JEFFERSON CITY - Ron Campbell left his home in Versailles for the Capitol early Wednesday in celebration of his two adopted daughters who could have easily been aborted.
"No commitment is significant compared to making a stand for life," said Campbell, expressing the fear that if the mother of his two girls had chosen abortion over adoption he would have missed out on many blessings.
More than 5,000 people rallied in opposition of Gov. Mel Carnahan's veto on the partial-birth abortion bill. The gathered Missourians turned the Capitol steps into a church-like atmosphere where they prayed to guide legislators in their vote.
"Our main reason for being here is to show support for our legislators and to get this bill passed to stop the killing of innocent babies," said Susan Klein, spokesperson for Missouri Right to Life.
On the river side of the capitol a relatively small number of veto supporters assembled to ask the legislature to sustain the Governor's veto.
More than 50 state highway patrolmen were brought in to monitor the controversial crowds.
"I suspect it is posturing by the Governor to try to make it look like there is going to be a problem with the pro-life people," said Rep. Carl Hendrickson, R-St. Louis.
However Sen. Ted House, D-St. Charles, said, the extra security was probably not an overkill.
"We just want everybody to be safe," he said.

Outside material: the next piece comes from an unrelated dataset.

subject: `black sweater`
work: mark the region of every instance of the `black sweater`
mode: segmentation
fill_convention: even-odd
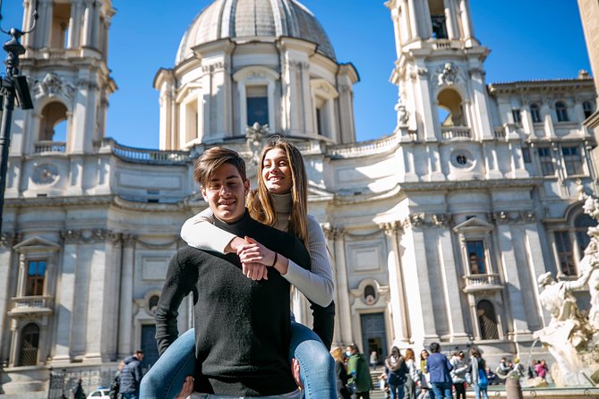
[[[250,236],[298,265],[310,256],[294,235],[266,226],[249,215],[217,225]],[[286,394],[296,389],[287,360],[289,283],[274,268],[269,279],[243,275],[239,258],[185,247],[168,266],[156,313],[160,354],[178,335],[177,309],[193,293],[195,390],[231,396]]]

Safety was a serious issue for Jefferson City public schools. A bomb threat was called in to the school district at 11:45 a.m.
The Associated Press reported the caller was upset about Carnahan's veto of the ban. The children were evacuated and no bomb has been found.
Amongst the Capitol crowd there were many school children. Casey Gilmore, an 11 year old student at Immaculate Conception School said, "If we can save a whale then we can save a baby."
At the rally as a symbol of support many bill proponents chose to wear red.
"To me, it symbolizes the innocent blood of babies being shed," said Natalie Kasten, rally participant from St. Louis.
"I'm seven months pregnant, and I don't understand how anyone could say it's not alive," said Anika Careaga of Jefferson City. "This one started kicking at five months."
Throughout the morning pro-override legislators addressed the crowd.
"I find it encouraging that the legislators are willing to stand on what they believe regardless of the political pressure from the governor and other people," said Tessi Muskrat, 19, of Eldridge. "I feel it is time we as Americans stand for what we believe regardless of those around us."
More than 400 people stayed to hear the vote. When the votes were being cast many people fell silent and folded their hands in prayer and meditation. People tensely listened as the votes were read. Cheers broke out after the crowd realized the yes'es had the necessary two-thirds majority to override.
"I almost didn't come because we were running late, and I didn't know if we would make it," said Kathleen Balassi from St. Louis. "But, I just kept thinking about the babies that were being brutally murdered and I couldn't sit at home and do nothing about it not when I might be able to make a difference."